Левашов обратился к Долгорукову, который слыл большим обжорой:
– Князь, не хотите ли попробовать пополам?
Отметим одно немаловажное и весьма любопытное обстоятельство. На анекдоты, рассказываемые нами, в свое время обратили внимание такие искушенные в литературе авторитеты, как Александр Сергеевич Пушкин и Петр Андреевич Вяземский. Это не случайно. Кроме собственно фольклорных свойств, присущих только анекдотам, они обладали еще и мощным влиянием на общественное мнение, и известными художественными достоинствами, оцененными далеко не худшими представителями русской литературы. Вот и Николай Васильевич Гоголь в «Ночи перед Рождеством», рассказывая о фантастическом появлении кузнеца Вакулы в Петербурге, вписал в повествование анекдот о Потемкине:
В Зимнем дворце. Входит Потемкин.
– Это царь? – оглядываясь по сторонам, спрашивает пораженный Вакула.

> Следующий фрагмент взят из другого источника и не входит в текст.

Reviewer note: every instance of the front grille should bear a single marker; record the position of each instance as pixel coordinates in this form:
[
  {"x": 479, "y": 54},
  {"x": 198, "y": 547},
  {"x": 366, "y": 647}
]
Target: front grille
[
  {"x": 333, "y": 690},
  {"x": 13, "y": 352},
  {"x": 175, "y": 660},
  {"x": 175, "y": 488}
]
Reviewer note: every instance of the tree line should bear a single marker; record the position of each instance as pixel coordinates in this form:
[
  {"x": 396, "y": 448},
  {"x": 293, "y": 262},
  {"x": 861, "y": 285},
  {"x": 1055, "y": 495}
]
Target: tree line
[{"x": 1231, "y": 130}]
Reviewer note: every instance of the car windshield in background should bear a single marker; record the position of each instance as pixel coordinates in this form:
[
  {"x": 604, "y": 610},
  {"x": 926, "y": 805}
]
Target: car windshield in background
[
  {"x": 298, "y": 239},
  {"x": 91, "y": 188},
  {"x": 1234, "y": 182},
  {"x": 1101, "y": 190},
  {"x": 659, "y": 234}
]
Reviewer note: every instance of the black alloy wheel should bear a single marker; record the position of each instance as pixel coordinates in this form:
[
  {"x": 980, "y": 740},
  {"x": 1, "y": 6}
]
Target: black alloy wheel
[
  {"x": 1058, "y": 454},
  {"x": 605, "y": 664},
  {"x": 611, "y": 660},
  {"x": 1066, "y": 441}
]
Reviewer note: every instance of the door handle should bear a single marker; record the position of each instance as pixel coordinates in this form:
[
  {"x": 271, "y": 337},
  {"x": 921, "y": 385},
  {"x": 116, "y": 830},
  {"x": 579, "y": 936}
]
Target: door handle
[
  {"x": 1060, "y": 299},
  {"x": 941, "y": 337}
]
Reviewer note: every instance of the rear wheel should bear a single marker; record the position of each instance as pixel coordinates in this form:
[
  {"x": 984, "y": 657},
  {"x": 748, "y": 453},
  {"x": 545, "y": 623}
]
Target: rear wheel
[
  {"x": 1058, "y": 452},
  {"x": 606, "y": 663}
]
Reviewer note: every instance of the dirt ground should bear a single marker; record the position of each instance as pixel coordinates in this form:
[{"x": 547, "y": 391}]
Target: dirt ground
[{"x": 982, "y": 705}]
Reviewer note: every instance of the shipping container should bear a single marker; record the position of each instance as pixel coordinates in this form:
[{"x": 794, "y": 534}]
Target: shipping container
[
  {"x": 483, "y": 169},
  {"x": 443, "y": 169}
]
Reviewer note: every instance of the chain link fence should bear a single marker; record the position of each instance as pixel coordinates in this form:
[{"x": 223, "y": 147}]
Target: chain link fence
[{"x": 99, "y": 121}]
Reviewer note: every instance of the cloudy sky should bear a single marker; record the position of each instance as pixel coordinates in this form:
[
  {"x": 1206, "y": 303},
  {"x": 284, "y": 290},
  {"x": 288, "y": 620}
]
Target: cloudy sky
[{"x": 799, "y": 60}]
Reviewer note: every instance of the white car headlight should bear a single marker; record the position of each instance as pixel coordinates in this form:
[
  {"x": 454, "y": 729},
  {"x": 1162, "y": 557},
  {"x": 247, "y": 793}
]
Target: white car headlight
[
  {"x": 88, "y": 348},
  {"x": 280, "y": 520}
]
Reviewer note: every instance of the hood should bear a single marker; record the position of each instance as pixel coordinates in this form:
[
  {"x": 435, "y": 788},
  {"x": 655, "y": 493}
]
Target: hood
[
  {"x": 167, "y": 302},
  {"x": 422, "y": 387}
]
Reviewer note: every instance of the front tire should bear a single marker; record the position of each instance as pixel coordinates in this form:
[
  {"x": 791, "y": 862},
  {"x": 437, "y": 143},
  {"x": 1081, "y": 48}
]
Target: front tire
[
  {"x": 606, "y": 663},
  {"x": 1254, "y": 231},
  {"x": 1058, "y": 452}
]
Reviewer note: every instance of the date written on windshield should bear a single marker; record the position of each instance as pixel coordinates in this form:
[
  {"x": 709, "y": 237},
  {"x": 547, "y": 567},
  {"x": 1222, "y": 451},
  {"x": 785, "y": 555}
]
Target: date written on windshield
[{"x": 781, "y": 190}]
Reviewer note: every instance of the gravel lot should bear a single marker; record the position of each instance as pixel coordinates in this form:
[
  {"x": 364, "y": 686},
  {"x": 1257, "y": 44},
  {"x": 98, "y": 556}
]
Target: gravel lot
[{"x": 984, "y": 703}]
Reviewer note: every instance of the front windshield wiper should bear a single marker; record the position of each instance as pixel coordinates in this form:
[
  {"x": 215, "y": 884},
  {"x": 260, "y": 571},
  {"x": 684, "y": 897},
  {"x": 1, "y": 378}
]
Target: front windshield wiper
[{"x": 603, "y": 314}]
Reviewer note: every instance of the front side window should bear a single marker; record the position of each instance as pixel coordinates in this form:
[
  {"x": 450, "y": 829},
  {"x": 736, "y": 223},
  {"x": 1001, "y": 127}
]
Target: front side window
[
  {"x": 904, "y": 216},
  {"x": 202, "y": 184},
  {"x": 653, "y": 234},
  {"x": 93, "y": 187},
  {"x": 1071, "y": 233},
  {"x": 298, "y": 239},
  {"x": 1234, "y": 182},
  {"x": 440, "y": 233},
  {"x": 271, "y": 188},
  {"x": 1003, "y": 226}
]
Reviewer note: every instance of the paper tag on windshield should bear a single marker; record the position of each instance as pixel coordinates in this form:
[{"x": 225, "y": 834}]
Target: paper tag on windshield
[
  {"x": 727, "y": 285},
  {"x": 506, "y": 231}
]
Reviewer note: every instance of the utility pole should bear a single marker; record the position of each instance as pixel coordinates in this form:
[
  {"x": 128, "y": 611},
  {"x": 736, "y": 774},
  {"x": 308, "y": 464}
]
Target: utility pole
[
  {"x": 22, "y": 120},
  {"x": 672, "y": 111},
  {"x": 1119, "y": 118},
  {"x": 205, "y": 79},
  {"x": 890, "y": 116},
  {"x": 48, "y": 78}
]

– Куда там царь! Это сам Потемкин, – отвечают ему знатоки.
Последним представителем русского фаворитизма можно считать Алексея Андреевича Аракчеева. Аракчеев слыл одной из самых одиозных и неоднозначных фигур сразу двух царствований – павловского и александровского. Свое головокружительное восхождение по иерархической лестнице он начал в Гатчине, еще при Екатерине II. Аракчеев был замечен и выделен наследником престола Павлом Петровичем. Он был назначен комендантом Гатчины и одновременно начальником сухопутных войск наследника, а с восшествием Павла Петровича на престол стал комендантом Петербурга. В 1799 г. Аракчеев возводится в графское достоинство. Через восемь лет, уже при императоре Александре I, становится генералом, а еще через год – военным министром. Он был беспрекословно исполнителен и предан. Даже на его гербе было начертано: «Без лести предан». Но исполнительность эта была типично солдатской, бездумной, а преданность – рабской. Однако именно это ценилось в нем превыше всего. Во время частого отсутствия Александра I в столице Аракчеев фактически руководил государством.